In April 2026, the Observatory convened an ‘evidence capitalization workshop’ with partners to synthesize insights and key messages on issues and opportunities that can advance early action for dryland resilience and prosperity in the Horn of Africa. This policy brief and accompanying short video are products of this exercise.

Summary

Weather and Climate Information Services (WCIS) and Early Warning Systems (EWS) provide forecasts, alerts, advisories, and other information that can help protect the lives, livestock, mobility, and livelihoods of dryland communities.

Many policies and interventions around WCIS and EWS organize knowledge along a familiar divide: Indigenous knowledge on one side and scientific knowledge on the other. While this can help structure activities, identify knowledge holders, and create spaces for engagement, it also makes knowledge seem more divided than it is in practice.

Propagating such divides leads to mistrust, excludes expertise and insights and weakens the potential for successful anticipatory actions.
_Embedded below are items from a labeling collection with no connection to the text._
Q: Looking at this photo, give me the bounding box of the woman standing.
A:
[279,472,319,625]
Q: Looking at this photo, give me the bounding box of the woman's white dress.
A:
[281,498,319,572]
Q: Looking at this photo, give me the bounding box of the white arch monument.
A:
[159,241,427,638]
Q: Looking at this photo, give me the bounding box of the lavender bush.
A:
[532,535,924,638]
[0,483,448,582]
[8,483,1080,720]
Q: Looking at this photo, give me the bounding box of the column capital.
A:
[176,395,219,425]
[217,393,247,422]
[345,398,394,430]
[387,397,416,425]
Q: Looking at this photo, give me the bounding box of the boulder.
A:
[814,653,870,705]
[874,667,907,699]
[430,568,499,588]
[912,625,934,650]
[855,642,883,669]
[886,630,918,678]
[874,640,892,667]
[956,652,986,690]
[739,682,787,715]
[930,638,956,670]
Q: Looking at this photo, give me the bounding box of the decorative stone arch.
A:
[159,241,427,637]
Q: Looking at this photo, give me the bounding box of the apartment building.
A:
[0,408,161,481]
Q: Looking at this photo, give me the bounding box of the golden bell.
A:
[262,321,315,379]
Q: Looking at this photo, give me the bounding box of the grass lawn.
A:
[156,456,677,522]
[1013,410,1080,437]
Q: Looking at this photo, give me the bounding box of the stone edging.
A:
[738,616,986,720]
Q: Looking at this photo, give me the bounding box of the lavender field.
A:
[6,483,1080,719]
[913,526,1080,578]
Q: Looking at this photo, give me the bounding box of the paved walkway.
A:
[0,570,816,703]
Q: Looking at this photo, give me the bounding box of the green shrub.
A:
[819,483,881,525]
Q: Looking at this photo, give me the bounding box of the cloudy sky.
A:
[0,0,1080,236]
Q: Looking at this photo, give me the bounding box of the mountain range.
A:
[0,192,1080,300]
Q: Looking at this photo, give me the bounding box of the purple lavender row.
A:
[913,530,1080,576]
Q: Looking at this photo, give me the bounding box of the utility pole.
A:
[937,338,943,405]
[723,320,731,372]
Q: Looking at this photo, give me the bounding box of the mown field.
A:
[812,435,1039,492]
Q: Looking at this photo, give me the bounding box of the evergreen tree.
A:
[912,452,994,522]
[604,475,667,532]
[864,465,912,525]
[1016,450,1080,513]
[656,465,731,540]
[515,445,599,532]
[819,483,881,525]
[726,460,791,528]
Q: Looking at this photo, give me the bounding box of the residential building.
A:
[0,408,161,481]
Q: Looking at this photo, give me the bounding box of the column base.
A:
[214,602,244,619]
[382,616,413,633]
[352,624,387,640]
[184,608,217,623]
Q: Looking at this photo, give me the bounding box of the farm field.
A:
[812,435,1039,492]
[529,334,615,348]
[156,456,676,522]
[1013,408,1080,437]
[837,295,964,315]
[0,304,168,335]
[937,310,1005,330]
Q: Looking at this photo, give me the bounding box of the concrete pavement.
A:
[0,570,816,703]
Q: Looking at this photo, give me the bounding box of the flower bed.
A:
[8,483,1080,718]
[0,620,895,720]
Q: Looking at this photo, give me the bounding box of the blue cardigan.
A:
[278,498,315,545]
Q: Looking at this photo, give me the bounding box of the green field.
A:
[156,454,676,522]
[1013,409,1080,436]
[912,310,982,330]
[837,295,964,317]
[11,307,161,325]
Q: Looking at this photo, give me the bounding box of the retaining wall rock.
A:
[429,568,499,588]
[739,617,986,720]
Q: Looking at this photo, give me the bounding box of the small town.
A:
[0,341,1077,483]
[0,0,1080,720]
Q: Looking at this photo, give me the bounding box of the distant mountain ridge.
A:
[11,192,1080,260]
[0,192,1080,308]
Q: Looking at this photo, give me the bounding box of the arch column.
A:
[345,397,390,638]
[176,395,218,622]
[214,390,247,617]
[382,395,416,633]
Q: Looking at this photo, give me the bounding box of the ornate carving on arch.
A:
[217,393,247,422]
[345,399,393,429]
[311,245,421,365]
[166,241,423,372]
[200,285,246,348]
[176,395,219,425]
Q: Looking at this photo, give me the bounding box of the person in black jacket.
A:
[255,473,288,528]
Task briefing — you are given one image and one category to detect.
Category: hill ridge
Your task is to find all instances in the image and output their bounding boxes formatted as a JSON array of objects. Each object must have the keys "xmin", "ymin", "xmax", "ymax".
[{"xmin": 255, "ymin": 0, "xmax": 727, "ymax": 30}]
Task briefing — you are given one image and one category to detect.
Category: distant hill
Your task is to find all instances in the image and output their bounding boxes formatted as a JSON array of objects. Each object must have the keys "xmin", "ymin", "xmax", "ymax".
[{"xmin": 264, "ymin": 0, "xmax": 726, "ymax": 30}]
This brief challenges this approach and its associated integration agenda. It offers guidance to better reflect how pastoralist communities navigate climate uncertainty and other shocks.

Key messages

  • Pastoralist forecasting knowledge is dynamic, adaptive and continually revised through practice.
  • When navigating uncertainty, pastoralists use multiple sources of information, including environmental indicators, livestock behaviour, social networks, market information, local communication, and formal forecasts.
  • The Indigenous/scientific knowledge divide does not reflect how pastoralists actually make decisions and how they continually weigh different sources of information, assessing how they support, question, complement of contradict one another.
  • Weather and Climate Information Services and Early Warning Systems are more useful when they connect with the ways that pastoralists already make decisions under uncertainty, strengthening their existing practices of interpretation, validation, and early action.